Le smart city ‘parlano’ cinese, e l’Italia deve cogliere l’opportunità ‘agganciandosi’ ai progressi della Cina con il proprio know how. La considerazione è emersa dal convegno ‘Smart Cities and Digital Trasformation Dialogue, Italy and China’. “Uno dei problemi più importanti nelle applicazioni delle nuove tecnologie – ha affermato Vincenzo Scotti, presidente della Link Campus University che ha organizzato l’evento insieme a ChinaEu – è la smart city, come rendere le città più umane.

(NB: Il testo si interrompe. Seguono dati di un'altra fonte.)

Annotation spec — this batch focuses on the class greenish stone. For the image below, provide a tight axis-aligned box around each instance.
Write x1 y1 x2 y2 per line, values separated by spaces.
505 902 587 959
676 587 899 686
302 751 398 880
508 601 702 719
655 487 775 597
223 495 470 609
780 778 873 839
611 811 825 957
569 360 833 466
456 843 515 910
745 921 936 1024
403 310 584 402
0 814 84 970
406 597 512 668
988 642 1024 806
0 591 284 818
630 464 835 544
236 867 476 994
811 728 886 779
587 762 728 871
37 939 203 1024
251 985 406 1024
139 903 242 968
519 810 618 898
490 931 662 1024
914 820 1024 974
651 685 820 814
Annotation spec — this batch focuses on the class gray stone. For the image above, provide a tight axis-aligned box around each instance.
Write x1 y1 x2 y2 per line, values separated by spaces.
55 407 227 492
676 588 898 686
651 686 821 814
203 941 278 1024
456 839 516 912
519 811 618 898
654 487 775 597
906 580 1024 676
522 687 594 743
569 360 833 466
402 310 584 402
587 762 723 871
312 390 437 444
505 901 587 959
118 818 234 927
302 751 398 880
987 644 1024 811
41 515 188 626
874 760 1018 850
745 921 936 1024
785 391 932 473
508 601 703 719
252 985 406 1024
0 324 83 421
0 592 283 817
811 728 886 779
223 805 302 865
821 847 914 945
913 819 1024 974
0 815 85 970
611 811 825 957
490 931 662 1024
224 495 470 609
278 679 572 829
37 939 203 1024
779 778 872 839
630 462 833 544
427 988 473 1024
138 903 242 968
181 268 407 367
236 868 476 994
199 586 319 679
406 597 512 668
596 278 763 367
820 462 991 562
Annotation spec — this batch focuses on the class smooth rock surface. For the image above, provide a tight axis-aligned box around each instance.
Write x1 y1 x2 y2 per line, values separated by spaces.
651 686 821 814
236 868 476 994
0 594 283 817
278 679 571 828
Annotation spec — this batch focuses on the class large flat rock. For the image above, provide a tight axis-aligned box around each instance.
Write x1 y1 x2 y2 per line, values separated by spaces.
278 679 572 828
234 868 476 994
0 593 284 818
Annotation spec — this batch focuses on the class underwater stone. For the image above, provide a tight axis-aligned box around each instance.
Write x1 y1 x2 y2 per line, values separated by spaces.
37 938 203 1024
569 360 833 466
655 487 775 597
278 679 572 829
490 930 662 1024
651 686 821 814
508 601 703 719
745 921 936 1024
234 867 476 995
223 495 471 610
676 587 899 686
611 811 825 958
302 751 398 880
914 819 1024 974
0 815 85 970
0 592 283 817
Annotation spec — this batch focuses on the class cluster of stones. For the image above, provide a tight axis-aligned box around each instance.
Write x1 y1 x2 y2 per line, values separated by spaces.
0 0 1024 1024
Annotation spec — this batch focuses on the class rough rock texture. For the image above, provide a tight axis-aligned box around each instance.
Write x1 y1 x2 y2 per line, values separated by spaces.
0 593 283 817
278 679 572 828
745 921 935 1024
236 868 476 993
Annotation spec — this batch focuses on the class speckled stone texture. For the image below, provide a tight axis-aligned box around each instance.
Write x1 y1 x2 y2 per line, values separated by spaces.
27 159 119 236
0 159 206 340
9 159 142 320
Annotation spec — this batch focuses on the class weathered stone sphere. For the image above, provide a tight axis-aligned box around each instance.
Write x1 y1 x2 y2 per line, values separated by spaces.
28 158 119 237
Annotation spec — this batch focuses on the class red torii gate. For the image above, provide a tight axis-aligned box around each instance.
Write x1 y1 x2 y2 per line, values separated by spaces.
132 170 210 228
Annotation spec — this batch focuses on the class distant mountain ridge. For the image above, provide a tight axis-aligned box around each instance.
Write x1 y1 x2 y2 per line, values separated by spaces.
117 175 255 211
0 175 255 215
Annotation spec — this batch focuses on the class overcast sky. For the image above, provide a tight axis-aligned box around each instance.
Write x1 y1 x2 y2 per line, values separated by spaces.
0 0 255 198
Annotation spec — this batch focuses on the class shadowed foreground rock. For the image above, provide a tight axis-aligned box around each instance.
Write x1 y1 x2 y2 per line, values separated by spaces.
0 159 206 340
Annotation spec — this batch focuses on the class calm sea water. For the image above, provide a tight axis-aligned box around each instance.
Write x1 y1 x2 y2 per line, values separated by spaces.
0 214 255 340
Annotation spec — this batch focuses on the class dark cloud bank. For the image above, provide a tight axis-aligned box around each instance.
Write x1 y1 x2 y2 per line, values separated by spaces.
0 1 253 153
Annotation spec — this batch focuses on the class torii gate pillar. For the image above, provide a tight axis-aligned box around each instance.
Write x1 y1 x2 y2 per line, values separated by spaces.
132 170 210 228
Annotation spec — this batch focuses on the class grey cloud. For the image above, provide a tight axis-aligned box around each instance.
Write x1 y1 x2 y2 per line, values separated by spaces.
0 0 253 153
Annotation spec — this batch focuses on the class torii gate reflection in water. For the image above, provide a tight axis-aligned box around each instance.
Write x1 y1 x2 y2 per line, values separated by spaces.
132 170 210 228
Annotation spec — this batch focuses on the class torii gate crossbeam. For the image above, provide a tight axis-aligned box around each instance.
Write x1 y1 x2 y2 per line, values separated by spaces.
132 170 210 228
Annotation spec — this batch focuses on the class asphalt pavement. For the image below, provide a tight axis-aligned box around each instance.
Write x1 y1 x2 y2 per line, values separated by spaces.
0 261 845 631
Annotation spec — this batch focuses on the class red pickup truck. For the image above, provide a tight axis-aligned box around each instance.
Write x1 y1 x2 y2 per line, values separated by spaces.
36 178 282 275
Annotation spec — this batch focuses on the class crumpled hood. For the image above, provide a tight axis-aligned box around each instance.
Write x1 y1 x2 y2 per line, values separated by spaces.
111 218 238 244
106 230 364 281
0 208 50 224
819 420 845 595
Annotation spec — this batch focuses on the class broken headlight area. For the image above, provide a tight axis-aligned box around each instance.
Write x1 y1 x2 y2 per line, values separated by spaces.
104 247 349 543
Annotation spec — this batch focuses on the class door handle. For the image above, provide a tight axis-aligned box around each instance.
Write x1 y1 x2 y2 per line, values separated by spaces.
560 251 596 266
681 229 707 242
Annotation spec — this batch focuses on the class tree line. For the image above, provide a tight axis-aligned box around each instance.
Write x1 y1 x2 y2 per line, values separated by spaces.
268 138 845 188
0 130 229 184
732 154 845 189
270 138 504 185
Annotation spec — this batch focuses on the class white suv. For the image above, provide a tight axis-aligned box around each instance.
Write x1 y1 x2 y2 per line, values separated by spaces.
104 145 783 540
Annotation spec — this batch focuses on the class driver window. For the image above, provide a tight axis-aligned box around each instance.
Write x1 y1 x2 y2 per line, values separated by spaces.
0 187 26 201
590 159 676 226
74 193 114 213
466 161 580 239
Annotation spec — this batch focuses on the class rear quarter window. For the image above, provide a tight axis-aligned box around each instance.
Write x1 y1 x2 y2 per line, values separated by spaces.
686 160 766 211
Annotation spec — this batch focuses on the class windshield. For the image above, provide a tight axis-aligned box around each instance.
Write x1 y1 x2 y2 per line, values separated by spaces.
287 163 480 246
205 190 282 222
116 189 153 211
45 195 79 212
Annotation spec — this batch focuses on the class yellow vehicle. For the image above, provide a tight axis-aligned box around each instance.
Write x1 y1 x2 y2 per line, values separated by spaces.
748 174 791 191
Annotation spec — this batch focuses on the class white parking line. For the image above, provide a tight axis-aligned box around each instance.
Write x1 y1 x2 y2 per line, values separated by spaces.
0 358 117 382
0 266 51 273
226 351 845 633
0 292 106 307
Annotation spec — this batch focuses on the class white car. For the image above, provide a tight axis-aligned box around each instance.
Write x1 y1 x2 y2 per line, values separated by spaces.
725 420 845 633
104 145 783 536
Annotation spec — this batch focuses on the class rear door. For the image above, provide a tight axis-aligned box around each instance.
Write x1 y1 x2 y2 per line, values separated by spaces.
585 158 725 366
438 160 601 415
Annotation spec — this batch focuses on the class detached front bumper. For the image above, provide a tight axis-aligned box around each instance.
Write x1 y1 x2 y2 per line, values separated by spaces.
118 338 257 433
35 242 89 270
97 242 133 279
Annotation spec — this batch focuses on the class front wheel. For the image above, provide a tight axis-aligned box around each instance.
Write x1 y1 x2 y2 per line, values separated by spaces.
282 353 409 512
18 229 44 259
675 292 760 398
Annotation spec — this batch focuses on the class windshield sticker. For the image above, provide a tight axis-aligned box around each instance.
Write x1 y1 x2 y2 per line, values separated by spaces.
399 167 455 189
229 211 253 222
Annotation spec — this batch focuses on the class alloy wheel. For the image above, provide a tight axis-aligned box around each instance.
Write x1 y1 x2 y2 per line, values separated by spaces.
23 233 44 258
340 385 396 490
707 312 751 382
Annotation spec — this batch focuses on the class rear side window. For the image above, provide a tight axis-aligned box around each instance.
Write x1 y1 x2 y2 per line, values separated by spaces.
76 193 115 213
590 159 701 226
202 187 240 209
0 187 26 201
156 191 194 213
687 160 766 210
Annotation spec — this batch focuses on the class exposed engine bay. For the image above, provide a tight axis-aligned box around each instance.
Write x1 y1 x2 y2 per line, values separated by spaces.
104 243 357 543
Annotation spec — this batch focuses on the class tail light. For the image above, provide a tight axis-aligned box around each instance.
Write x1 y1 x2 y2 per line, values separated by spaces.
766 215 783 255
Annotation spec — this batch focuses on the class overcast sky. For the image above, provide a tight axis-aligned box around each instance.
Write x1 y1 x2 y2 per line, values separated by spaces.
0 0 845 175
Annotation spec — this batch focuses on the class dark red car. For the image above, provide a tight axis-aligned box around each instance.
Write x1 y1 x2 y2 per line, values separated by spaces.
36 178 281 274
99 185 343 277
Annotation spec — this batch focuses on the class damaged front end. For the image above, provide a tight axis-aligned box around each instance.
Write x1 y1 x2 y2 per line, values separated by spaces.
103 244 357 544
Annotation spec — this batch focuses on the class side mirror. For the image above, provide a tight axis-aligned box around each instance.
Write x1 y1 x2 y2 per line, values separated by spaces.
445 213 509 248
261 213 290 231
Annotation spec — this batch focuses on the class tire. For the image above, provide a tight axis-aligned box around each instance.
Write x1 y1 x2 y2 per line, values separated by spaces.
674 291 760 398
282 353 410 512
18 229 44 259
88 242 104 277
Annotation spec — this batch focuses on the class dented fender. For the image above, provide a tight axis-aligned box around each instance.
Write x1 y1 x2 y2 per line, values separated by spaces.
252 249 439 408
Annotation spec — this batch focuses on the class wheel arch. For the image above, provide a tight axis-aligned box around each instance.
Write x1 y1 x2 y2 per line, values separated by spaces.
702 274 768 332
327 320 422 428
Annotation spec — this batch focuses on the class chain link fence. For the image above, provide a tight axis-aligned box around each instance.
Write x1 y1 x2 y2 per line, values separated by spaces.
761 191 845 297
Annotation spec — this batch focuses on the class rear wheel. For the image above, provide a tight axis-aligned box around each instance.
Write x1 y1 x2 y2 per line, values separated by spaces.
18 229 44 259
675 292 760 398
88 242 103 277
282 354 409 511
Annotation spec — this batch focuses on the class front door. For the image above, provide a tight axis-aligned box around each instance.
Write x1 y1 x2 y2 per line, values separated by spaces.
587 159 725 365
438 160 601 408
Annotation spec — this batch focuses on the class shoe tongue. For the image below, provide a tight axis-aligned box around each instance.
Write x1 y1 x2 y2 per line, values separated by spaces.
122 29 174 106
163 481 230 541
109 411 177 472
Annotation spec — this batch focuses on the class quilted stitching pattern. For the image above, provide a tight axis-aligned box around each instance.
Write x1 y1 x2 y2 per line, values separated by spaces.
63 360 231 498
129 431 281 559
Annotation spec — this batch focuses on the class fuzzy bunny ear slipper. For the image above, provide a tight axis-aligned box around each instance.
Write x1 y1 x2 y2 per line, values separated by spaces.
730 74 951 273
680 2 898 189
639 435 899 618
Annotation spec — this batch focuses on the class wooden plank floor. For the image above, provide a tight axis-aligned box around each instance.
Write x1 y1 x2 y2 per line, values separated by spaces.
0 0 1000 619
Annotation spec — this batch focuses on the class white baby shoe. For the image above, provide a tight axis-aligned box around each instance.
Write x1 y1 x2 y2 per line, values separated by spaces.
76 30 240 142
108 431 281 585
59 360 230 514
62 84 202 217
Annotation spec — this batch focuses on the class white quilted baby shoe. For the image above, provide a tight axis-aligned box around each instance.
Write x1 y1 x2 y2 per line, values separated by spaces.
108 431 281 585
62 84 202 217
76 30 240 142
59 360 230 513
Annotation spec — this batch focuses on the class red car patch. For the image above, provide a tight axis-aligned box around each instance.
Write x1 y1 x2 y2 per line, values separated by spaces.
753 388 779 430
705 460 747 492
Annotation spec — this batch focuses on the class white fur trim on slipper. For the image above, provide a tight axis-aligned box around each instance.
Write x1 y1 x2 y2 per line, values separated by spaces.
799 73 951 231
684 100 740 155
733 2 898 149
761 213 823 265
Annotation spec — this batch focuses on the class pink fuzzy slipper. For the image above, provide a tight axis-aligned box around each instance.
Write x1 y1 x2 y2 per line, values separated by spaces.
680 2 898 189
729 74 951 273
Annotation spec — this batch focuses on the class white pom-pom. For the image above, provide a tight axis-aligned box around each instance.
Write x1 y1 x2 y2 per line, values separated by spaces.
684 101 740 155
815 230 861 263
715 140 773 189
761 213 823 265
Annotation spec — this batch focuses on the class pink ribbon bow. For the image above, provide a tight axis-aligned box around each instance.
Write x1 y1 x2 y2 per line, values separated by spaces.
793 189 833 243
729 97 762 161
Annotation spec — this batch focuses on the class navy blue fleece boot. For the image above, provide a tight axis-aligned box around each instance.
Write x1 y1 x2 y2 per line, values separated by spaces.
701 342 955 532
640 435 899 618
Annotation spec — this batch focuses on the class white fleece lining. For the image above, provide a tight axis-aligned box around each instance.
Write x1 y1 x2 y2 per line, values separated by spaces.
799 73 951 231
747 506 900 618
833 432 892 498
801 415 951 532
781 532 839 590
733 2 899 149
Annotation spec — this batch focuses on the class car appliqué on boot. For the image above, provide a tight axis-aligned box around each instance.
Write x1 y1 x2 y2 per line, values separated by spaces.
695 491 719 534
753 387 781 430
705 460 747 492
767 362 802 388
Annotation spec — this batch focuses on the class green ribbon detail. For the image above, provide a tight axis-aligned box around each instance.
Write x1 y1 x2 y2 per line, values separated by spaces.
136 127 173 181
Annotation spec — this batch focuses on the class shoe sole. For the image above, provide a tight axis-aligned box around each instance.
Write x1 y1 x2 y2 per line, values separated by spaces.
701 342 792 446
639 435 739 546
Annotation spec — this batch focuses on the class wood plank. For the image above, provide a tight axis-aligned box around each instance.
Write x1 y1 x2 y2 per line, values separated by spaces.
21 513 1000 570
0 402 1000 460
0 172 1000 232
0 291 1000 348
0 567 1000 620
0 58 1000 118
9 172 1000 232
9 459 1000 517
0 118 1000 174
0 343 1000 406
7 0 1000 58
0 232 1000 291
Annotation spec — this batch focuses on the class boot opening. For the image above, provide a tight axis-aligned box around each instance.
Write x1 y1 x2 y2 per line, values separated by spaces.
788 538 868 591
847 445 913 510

La Cina è già avanzata e in pochi anni ha ottenuto risultati positivi, bisogna mettere in discussione le due esperienze, vedendo tutte le sfide e le opportunità e i rischi connessi, trovando il modo per avere uno scambio di informazioni, una cooperazione industriale e in campo di ricerca”. Nei prossimi anni, ha spiegato Luigi Paganetto, vicepresidente di Cdp, in Cina 350 milioni di persone si trasferiranno in aree urbane, e il paese ha 500 progetti di smart city, oltre metà di quelli previsti nel mondo. “Le città – ha sottolineato – sono lo strumento che ci può portare verso un’innovazione giusta”.

L’occasione cinese, ha sottolineato il presidente della Fondazione Italianieuropei Massimo D’Alema, deve essere colta.

“La Cina è una sfida a fare meglio, non a chiudere i nostri confini – ha affermato – Ci sono molte opportunità di collaborazione. Noi siamo molto rispettati dalla Cina, vorrei che fossimo più all’altezza della nostra storia. Il tema fondamentale deve essere la reciprocità”.